Similar momentum carried over to the six-month T-bill auction, where P12.6 billion was raised from a substantial P57.55 billion in tenders. The average rate for these securities dipped to 4.751%, a reduction of 6.6 basis points, with yields ranging from 4.73% to 4.763%.
The one-year T-bill auction mirrored this trend, attracting P58.325 billion in bids and resulting in P12.6 billion being awarded. The average yield settled at 4.827%, a decrease of 6.1 basis points, and accepted rates fell between 4.81% and 4.843%.
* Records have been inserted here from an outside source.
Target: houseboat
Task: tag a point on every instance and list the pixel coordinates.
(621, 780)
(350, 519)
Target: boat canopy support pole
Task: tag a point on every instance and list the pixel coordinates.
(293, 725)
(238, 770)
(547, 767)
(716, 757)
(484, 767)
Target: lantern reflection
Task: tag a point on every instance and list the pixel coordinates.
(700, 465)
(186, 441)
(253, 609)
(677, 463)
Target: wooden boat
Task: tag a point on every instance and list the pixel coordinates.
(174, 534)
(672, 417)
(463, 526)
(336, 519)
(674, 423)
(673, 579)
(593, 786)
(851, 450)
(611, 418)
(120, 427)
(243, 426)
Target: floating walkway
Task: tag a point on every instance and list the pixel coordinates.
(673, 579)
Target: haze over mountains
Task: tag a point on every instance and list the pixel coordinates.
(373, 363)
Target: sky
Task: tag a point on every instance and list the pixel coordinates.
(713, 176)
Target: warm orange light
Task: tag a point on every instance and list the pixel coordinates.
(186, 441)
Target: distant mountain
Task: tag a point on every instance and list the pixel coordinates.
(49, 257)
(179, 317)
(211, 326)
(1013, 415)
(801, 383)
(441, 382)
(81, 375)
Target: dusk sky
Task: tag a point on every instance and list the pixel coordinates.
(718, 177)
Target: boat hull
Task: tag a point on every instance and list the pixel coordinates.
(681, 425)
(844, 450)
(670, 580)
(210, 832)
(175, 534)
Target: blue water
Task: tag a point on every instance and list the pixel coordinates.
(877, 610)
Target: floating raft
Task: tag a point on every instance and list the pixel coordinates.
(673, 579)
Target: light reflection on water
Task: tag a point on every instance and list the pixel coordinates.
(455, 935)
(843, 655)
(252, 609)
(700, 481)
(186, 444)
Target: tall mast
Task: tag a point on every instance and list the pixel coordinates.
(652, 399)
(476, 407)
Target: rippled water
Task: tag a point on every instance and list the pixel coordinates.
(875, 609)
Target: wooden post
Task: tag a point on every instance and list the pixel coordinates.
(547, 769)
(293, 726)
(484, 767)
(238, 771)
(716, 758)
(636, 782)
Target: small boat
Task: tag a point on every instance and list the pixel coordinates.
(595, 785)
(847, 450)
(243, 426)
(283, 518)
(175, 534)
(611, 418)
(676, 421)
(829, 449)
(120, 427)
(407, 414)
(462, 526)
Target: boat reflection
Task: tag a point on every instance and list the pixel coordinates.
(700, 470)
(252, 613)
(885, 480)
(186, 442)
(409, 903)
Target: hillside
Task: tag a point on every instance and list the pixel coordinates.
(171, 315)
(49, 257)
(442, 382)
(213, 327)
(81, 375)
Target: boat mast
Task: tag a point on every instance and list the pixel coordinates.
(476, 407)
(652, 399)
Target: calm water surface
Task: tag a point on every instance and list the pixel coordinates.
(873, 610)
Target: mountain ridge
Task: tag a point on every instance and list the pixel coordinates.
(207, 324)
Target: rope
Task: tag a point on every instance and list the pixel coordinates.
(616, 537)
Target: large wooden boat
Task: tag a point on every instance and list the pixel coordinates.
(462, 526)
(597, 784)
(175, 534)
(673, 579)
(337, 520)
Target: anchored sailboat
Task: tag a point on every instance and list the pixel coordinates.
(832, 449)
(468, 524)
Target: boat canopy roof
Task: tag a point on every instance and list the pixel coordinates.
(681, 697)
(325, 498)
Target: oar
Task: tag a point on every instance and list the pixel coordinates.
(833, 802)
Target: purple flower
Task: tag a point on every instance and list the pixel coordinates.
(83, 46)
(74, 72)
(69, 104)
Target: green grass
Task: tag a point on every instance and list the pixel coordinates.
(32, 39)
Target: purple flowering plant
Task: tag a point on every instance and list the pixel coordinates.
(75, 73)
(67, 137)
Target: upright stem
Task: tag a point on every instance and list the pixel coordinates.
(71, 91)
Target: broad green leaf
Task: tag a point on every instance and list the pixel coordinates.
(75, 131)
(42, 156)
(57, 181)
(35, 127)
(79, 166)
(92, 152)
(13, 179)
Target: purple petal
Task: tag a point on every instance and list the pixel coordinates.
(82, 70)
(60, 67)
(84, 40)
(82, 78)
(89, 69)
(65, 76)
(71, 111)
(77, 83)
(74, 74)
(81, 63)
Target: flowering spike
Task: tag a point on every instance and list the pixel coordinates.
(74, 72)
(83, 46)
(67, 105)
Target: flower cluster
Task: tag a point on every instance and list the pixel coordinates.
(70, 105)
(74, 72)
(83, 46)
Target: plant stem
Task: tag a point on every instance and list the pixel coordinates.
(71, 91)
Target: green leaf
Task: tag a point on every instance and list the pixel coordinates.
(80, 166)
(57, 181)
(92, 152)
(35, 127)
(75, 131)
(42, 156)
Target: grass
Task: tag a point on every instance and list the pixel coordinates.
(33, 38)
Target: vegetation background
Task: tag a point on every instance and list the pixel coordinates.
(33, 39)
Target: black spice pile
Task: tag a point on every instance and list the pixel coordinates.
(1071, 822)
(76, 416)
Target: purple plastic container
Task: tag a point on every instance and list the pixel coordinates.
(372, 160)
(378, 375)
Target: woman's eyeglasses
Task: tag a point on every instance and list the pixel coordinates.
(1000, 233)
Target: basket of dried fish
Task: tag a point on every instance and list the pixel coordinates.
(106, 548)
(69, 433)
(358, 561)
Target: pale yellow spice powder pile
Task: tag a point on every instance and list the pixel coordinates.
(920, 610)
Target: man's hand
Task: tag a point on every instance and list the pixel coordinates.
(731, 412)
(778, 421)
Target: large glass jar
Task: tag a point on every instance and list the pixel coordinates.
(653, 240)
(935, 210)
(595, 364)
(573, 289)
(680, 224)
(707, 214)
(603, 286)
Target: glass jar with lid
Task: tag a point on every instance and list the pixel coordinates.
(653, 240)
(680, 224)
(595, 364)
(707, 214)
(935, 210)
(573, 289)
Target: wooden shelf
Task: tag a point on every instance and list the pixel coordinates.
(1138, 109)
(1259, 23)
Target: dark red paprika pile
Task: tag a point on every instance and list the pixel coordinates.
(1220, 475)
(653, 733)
Looking ahead, the government is preparing to reissue seven-year T-bonds, previously sold on January 13th, where demand also exceeded expectations. That earlier auction garnered P40 billion against a planned P30 billion, with an average rate of 5.71% – below the bonds’ 6.125% coupon rate.
This month, the government intends to raise a total of P308 billion domestically, allocating P108 billion to T-bills and up to P200 billion to T-bonds. These fundraising efforts are crucial for managing the nation’s financial obligations.
The need for these borrowings stems from the government’s budget deficit, currently capped at P1.647 trillion, representing 5.3% of the country’s gross domestic product for the year. Successfully navigating these financial waters is paramount to sustained economic stability.